Health finance

The Danish Health Data Authority is responsible for the Danish casemix system that supports the different forms of financing in the Danish healthcare system.

DRG is a casemix system that groups patients with similar diseases and similar expenses into Diagnosis Related Groups. The system is developed and maintained by The Danish Health Data Authority in order to provide insight into hospital activity and manage the funding in the healthcare system at hospital level.

In the DRG system, patients with similar diseases and similar expenses are organised into groups that each has a tariff. The latest revisions have approximately a thousand groups and covers both inpatient and outpatient activity at Danish public hospitals. 

Grouping logic 

The DRG groups are adjusted annually to reflect the changes in clinical practice and behaviour, advances in technology and structural changes in the healthcare sector. Every year, the regions, hospitals and clinical societies may send in suggestions for adjustments to the grouping logic to The Danish Health Data Authority. 

Information required in the grouping of patient records are diagnosis, procedures and patient information.
Several rules determines which group a patient record is assigned. 

When grouping patient records, the following criteria has to be met:

  • The grouping of patients must be clinically meaningful  
  • All groups must be resource homogeneous 
  • The number of groups should be limited

The Health Data Authority has developed two different tools that provide an insight into the grouping logic and the tariffs for the different groups.

Visual DRG is a graphical representation of the grouping logic.
Go to Visual DRG (in Danish)  

Interactive DRG is a tool that can identify what DRG group a given patient registration information belongs to.
Go to Interactive DRG (in Danish)  

Cost calculation

The Danish Health Data Authority annually calculates the DRG tariffs and is responsible for the maintenance and collection of cost data from the hospitals. 

Once a year, a cost database for somatic public hospital activity is generated. The foundation for the cost database is the distributed cost accounts, for which the hospitals are responsible. The distribution cost accounts combined with activity data constitute the cost database. 

Today, all Danish hospitals are handling the distributed cost accounts in the same scripted Excel template setup with nationally defined standards. The tariffs are based on the national average of two years and are validated before being finalised.

Productivity

To ensure insight into use of resources in the hospitals, the Danish Health Data Authority helps preparing the annual statements of productivity in the hospitals in collaboration with each of the five regions, the interest organisation Danish Regions, the Ministry of Finance and the Ministry of Health.

The purpose of the productivity report is to create an overview of the level and change in the productivity in the public hospitals at both national level, regional level and hospital level.

The hospital activity is calculated by using the DRG tariffs. The annual changes in the tariffs thus affect the statement of productivity.

The expenses are calculated on the basis of the regions’ and the hospitals’ financial reports. 

Financing

With regard to hospital treatment, The Danish healthcare system is funded through four types of grants, which are partly administered by the Danish Ministry of Health.
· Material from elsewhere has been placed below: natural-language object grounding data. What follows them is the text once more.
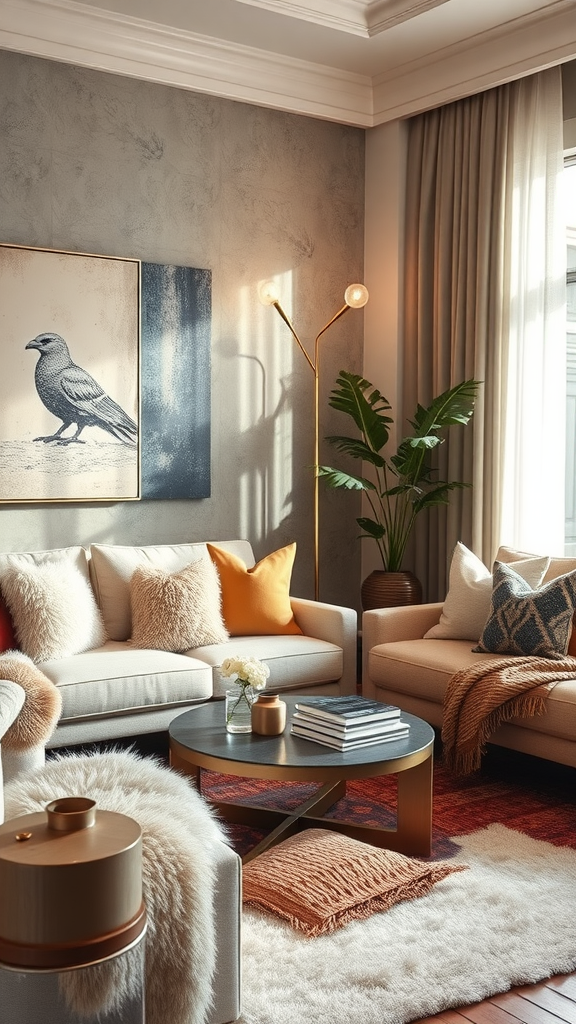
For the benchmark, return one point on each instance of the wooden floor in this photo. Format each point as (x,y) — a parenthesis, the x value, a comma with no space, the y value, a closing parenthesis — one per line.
(551,1001)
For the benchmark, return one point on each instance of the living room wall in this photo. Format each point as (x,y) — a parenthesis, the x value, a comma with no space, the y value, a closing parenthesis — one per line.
(101,164)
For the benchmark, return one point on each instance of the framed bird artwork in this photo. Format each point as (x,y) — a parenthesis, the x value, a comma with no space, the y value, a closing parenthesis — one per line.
(106,387)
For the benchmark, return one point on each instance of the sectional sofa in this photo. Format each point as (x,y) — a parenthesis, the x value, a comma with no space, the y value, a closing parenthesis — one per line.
(113,687)
(410,653)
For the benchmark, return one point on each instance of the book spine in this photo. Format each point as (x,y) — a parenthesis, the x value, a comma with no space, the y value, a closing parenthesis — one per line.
(336,744)
(351,718)
(347,731)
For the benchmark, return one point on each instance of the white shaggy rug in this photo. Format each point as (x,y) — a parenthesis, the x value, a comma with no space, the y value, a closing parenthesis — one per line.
(507,921)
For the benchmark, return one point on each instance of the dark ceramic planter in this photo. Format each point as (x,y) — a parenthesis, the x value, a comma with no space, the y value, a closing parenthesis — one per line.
(388,590)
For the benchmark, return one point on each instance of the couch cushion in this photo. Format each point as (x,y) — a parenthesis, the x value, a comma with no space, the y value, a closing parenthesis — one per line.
(256,599)
(422,669)
(467,603)
(558,566)
(309,660)
(112,566)
(117,678)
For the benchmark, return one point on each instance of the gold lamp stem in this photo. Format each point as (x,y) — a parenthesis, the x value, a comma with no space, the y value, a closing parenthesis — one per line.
(358,297)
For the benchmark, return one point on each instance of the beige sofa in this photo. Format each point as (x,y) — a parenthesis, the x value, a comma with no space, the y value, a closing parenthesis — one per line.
(117,689)
(403,668)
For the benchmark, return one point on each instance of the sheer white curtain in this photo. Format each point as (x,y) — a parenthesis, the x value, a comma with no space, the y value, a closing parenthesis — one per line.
(534,321)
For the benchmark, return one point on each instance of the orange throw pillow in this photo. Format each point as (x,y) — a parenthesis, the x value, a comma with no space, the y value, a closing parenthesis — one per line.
(257,600)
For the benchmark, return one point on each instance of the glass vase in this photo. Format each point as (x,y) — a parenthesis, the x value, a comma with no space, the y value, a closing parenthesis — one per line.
(239,709)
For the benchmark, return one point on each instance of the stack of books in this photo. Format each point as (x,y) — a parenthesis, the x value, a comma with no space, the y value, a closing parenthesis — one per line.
(345,723)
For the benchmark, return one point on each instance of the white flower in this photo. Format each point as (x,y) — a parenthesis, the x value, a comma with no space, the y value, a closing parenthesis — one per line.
(247,671)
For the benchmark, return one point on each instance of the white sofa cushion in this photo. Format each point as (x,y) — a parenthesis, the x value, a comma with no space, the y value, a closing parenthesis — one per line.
(289,657)
(53,609)
(112,566)
(469,592)
(75,554)
(117,678)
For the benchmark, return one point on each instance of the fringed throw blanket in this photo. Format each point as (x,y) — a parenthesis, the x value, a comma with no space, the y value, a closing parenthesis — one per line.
(487,694)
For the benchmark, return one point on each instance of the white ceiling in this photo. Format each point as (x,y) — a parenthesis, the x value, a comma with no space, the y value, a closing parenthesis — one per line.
(360,61)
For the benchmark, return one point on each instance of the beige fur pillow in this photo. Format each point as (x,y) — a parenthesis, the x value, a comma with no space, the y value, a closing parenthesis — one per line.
(42,706)
(176,611)
(53,609)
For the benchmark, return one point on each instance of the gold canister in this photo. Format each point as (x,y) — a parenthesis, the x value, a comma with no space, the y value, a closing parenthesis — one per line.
(269,715)
(71,886)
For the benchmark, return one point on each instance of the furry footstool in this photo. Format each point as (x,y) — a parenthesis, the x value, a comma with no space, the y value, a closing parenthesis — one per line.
(179,830)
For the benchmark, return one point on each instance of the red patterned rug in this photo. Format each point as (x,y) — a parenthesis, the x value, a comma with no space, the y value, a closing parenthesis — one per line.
(531,796)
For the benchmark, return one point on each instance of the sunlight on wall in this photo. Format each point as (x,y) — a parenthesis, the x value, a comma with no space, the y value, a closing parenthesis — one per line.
(265,414)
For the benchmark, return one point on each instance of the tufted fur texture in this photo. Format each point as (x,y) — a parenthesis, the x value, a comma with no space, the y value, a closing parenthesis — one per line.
(178,610)
(42,706)
(178,832)
(53,609)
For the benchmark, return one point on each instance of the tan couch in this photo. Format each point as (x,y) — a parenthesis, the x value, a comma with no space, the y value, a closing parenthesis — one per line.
(119,690)
(403,668)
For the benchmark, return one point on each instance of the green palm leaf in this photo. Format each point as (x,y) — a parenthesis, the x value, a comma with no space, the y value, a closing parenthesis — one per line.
(404,483)
(336,478)
(367,411)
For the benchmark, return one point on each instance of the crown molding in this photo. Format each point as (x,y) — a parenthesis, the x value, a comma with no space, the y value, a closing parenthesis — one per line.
(523,47)
(74,33)
(63,30)
(359,17)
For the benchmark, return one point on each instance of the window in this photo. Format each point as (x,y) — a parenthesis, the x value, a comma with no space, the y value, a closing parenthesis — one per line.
(570,193)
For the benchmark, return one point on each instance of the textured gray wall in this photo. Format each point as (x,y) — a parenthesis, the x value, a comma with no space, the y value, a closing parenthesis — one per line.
(98,163)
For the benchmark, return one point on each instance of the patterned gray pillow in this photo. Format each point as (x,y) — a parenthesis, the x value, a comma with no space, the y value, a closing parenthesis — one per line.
(529,622)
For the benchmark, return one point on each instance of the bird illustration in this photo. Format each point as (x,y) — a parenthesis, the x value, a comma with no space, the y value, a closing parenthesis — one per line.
(74,396)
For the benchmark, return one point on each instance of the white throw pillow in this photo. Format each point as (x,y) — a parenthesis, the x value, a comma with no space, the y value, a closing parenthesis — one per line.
(469,592)
(53,609)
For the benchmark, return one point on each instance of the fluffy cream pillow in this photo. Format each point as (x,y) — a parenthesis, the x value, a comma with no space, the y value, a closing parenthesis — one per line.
(469,593)
(176,611)
(53,609)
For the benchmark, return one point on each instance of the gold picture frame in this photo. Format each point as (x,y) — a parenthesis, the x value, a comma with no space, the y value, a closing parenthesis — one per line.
(70,419)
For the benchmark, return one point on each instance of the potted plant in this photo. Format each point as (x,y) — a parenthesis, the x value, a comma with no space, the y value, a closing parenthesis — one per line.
(401,485)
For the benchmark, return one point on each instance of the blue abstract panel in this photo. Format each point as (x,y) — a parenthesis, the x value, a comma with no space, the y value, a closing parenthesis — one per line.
(175,381)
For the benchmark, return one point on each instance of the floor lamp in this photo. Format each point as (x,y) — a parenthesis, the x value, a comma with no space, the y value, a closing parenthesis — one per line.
(356,296)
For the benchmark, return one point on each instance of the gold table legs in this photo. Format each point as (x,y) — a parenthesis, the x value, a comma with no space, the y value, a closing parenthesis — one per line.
(412,835)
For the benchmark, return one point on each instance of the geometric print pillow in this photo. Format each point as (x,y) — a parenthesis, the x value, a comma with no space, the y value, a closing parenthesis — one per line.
(529,622)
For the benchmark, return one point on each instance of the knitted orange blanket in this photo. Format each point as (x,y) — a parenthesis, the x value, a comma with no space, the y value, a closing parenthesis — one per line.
(482,697)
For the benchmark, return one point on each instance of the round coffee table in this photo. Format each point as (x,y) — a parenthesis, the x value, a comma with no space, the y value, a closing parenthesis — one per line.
(199,739)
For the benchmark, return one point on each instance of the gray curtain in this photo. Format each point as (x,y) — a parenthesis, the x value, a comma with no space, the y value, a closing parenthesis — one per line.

The types of grants are:

  • Block grant: The block grant depends a number of factors, e.g. socioeconomic characteristics for each region.
  • National incentive model: In addition to the national block grant, the regions also receive financing based on fulfillment of the incentive model. 
  • Co-financing by the municipalities: The municipalities pay a share of their citizen’s regional health expenses. This is to create incentives for effective health prevention in the municipalities. 
  • Settlement between the regions: Patients can decide to be treated in any hospital in Denmark. However, the region of residence pays for the treatment. Therefore, there is a regional payment scheme, where the regions charge each other for health expenses based on agreements.